Luna looked at the single tear falling from his student's eye, remembering the hundreds that had followed the same path, and she smiled. Her student, deep inside, knew the same thing that every pegasus, unicorn, earth pony knew, that everypony, whether a subject of Celestia and herself or a member of a distant land, knew.
The decades-long years that preceded this moment seemed to snap back as the door to the courtyard opened. Instead of months, it felt like minutes had passed. Sparkchaser's years with her was now a brief memory as they proceeded beyond the arched door. Sparkchaser stepped in front of her, in front of the guards, walking to a raised stage alone, where Celestia stood, surrounded by unicorns famed for their mastery of spells, recruited to teach the next decades of students. Sparkchaser swallowed his fears and stepped onto the stage, his head raised high, his mostly-red mane slick with sweat. A lock of hair from the black streak sprung loose, hanging between his eyes. This was either a pathetically nervous accident, or an unintentional statement of confidence, and only Sparkchaser knew which.

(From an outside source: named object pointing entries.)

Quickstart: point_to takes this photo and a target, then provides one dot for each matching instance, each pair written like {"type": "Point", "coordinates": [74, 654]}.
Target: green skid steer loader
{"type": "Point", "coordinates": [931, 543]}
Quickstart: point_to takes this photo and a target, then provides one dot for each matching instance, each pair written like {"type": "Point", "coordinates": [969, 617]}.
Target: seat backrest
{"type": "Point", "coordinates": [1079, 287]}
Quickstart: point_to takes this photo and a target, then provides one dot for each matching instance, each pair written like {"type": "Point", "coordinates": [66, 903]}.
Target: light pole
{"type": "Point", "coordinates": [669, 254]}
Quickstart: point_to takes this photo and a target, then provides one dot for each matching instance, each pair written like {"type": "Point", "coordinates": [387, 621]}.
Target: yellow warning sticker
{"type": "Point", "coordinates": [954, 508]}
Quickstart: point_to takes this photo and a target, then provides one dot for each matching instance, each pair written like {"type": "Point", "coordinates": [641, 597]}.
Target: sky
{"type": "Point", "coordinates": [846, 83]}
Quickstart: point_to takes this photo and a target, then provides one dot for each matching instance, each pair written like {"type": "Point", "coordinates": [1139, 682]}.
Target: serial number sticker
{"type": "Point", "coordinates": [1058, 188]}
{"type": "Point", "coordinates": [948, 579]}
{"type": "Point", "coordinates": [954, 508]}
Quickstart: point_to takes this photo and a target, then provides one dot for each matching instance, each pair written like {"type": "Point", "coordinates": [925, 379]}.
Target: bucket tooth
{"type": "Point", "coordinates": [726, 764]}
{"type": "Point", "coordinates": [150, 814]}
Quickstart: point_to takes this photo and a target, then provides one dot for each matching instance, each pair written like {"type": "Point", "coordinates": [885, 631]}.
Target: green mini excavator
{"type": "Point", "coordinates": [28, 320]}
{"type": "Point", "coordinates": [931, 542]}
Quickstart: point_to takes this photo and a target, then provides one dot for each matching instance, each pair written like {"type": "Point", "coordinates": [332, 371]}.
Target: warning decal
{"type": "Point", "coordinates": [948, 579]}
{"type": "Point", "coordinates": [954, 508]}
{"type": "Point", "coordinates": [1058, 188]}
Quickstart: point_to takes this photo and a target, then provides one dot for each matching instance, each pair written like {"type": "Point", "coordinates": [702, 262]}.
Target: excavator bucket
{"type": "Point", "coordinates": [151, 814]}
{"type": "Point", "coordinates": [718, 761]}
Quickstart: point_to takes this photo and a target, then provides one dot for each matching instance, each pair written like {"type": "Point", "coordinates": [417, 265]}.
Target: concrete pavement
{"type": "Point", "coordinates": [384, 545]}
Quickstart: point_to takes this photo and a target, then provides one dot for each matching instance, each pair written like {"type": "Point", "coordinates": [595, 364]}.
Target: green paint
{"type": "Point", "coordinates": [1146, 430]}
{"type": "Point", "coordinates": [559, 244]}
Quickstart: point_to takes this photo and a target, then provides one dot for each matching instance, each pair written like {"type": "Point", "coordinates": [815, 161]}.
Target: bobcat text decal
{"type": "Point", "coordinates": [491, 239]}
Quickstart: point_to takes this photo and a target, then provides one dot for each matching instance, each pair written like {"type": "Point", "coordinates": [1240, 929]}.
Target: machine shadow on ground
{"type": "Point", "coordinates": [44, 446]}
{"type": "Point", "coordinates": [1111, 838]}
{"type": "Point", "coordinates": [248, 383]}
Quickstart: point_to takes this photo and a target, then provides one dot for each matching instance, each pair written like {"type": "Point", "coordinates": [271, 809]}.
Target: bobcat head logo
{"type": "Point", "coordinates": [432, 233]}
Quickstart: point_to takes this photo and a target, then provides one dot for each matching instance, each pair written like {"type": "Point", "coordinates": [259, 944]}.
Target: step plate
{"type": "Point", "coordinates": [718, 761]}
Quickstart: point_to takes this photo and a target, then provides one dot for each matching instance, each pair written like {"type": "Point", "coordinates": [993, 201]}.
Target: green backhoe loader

He saw Twilight Sparkle and her friends in the audience, their presence likely requested by Celestia. Cadenza, Celestia's niece, sat next to her husband, Shining Armor, smiling. Sparkchaser's fragile confidence nearly melted as he felt the gazes of Equestria's most elite ponies. Ceremoniously, he used magic to light a pair of torches at the back of the courtyard, one with red flame, the other with blue, symbolizing the colors of his mane, coat, and cutie mark. At this signal, Luna strolled regally to the stage, fluttering up to stand next to him, and he smiled slightly at her. She levitated a scroll to him, a legal document proving his graduation. Next, she levitated a medallion, with a red and blue cord, lowering it on to his head. It was only four inches from his horn when an echo sounded from behind them. The entire gathering, even the unflappable mares at Celestia's hooves, turned to look at the back wall of the stage.
The white wall, adorned with blue and red drapery, was turning a sickening green. Swift as a bolt of lightning, a black thing shot from the wall, tearing through it like wet paper. Celestia's wings were quicker still, she was airborne, a magical aura surrounding the crowd. The projectile stopped extraordinarily quickly. Now sitting centerstage, the object unfolded. Black, vaguely pony-shaped, with strange holes in its limbs, sharp, pointed teeth, sickly eyes, and awkward, insectoid wings... A changeling glared menacingly as scores of its brethren poured from the back wall, swarming the ceremony's guests.